Wofür brauchst Du mirrorselect vor dem Boostrapprozess?

Mirrorselect ist auf der akt. Live-CD drauf.

Ansonsten kannst Du deinen Mirror auch per Hand eintragen, oder von einer vorhandenen Install die make.conf kopieren.

Gibt viele Möglichkeiten  :Smile: 

\sh

----------

## Neotux

hi,

 *Quote:*   

> 
> 
> Wofür brauchst Du mirrorselect vor dem Boostrapprozess? 
> 
> Mirrorselect ist auf der akt.
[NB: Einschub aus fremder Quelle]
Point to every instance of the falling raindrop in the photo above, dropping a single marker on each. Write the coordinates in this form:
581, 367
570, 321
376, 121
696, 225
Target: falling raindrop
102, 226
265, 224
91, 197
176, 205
Live-CD drauf. 
> ...

 

hm... es geht um die abhängigkeit von gettext... es ob nun danch oder davor installiert wird, ist ja erstmal nebensache. und ich hatte beim letzten ausführen von bootstrap eine access violantion error, so dass ich mir dachte, ich probiers mal mit, in hoffnung die sache mit den installieren packeten sauber über die runden zu bringen. und den source hab ich, aber das compilieren schlägt fehl.

 *Quote:*   

> 
> 
> Ansonsten kannst Du deinen Mirror auch per Hand eintragen, oder von einer vorhandenen Install die make.conf kopieren. 
> 
> 

 

ich hab make.config configuriert, abewr es sollte nach anleitung 1. schneller gehen, und ibiblio entlasten und da hab ich mir gedacht, machstes einfach mal.   :Smile: 

 *Quote:*   

> 
> 
> Gibt viele Möglichkeiten
> 
> 

 

naja... bis jetzt noch keine greifbare die mir sagt, wie ich gettext mergen kann... trotzdem danke

----------

## boris64

poste doch mal deine /etc/make.conf

oder  den output von "emerge info".

----------

## Neotux

die make.conf *Quote:*   

> 
> 
> USE="X gtk gtk2 -gnome -KDE -java"
> 
> CHOST="i686-pc-linux-gnu"
> ...

 

emerge info *Quote:*   

> Gentoo Base System version 1.4.3.10
> 
> Portage 2.0.49-r21 (default-x86-1.4, gcc-3.2.3, glibc-2.3.1-r2,2.3.2-r9, 2.4.20-xfs_pre2)
> 
> =================================================================
> ...

 

in emerge info steht also doch ACCEPT_KEYWORDS="x86". Ich hab das aber nicht per hand gesetzt. Oder kommt es auf die Tilde davor an, dass es nicht geht? In der make.conf steht es aber nicht. soll ich da einfach emerge ACCEPT_KEYWORDS="-x86" machen? oder wo soll ich es austragen?

----------

## shermann

 *Neotux wrote:*   

> hi,
> 
>  *Quote:*   
> 
> Wofür brauchst Du mirrorselect vor dem Boostrapprozess? 
> ...

 

Nein, es geht um die Abhängigkeit von gettext.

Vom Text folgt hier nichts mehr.